In a xen VM with vNUMA enabled, irq affinity for a device on node 1
may become stuck on CPU 0. /proc/irq/nnn/smp_affinity_list may show
affinity for all the CPUs on node 1, but this is wrong. All interrupts
are on the first CPU of node 0 which is usually CPU 0.
The problem is caused when __assign_irq_vector() is called by
arch_setup_hwirq() with a mask of all online CPUs, and then called later
with a mask including only the node 1 CPUs. The first call assigns affinity
to CPU 0, and the second tries to move affinity to the first online node 1
CPU. In the reported case this is always CPU 2. For some reason, the
CPU 0 affinity is never cleaned up, and all interrupts remain with CPU 0.

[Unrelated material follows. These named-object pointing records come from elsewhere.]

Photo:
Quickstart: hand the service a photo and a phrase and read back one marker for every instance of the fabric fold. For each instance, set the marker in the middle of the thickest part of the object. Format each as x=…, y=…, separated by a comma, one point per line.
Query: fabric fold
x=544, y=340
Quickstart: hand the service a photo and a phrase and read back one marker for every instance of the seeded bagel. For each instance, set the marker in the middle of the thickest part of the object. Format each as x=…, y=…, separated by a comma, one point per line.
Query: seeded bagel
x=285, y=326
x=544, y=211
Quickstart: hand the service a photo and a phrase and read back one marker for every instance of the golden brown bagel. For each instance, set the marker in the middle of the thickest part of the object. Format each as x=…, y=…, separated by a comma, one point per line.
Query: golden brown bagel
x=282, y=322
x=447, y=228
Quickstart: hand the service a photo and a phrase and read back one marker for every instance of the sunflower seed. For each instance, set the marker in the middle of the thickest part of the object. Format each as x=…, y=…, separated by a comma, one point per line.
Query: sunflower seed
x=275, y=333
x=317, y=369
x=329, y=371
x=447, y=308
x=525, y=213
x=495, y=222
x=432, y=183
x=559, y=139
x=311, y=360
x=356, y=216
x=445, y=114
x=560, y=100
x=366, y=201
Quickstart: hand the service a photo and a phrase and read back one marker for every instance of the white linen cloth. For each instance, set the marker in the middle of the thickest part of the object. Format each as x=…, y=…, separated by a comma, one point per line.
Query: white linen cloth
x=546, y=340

Since an incomplete move appears to be in progress, all attempts to
reassign affinity for the irq fail. Because of a quirk in how affinity is
displayed in /proc/irq/nnn/smp_affinity_list, changes may appear to work
temporarily.
It was not reproducible on baremetal on the machine I had available for
testing, but it is possible that it was observed on other machines. It
does not appear in UEK5. The APIC and IRQ code is very different in UEK5,
and the code changed here doesn't exist there. It is unknown whether KVM
guests might see the same problem with UEK4.
Making arch_setup_hwirq() NUMA sensitive eliminates the problem by
using the correct cpumask for the node for the initial assignment. The
second assignment becomes a noop. After initialization is complete,
affinity can be moved to any CPU on any node and back without a problem.
Orabug:
29292411
Signed-off-by: Henry Willard <henry.willard@oracle.com>
Reviewed-by: Boris Ostrovsky <boris.ostrovsky@oracle.com>
Signed-off-by: Brian Maly <brian.maly@oracle.com>
return -ENOMEM;
raw_spin_lock_irqsave(&vector_lock, flags);
- ret = __assign_irq_vector(irq, cfg, apic->target_cpus());
+ if (node != NUMA_NO_NODE) {
+ const struct cpumask *node_mask = cpumask_of_node(node);
+ struct cpumask apic_mask;
+
+ cpumask_copy(&apic_mask, apic->target_cpus());
+ if (cpumask_intersects(&apic_mask, node_mask))
+ cpumask_and(&apic_mask, &apic_mask, node_mask);
+ ret = __assign_irq_vector(irq, cfg, &apic_mask);
+ } else {
+ ret = __assign_irq_vector(irq, cfg, apic->target_cpus());
+ }
raw_spin_unlock_irqrestore(&vector_lock, flags);
if (!ret)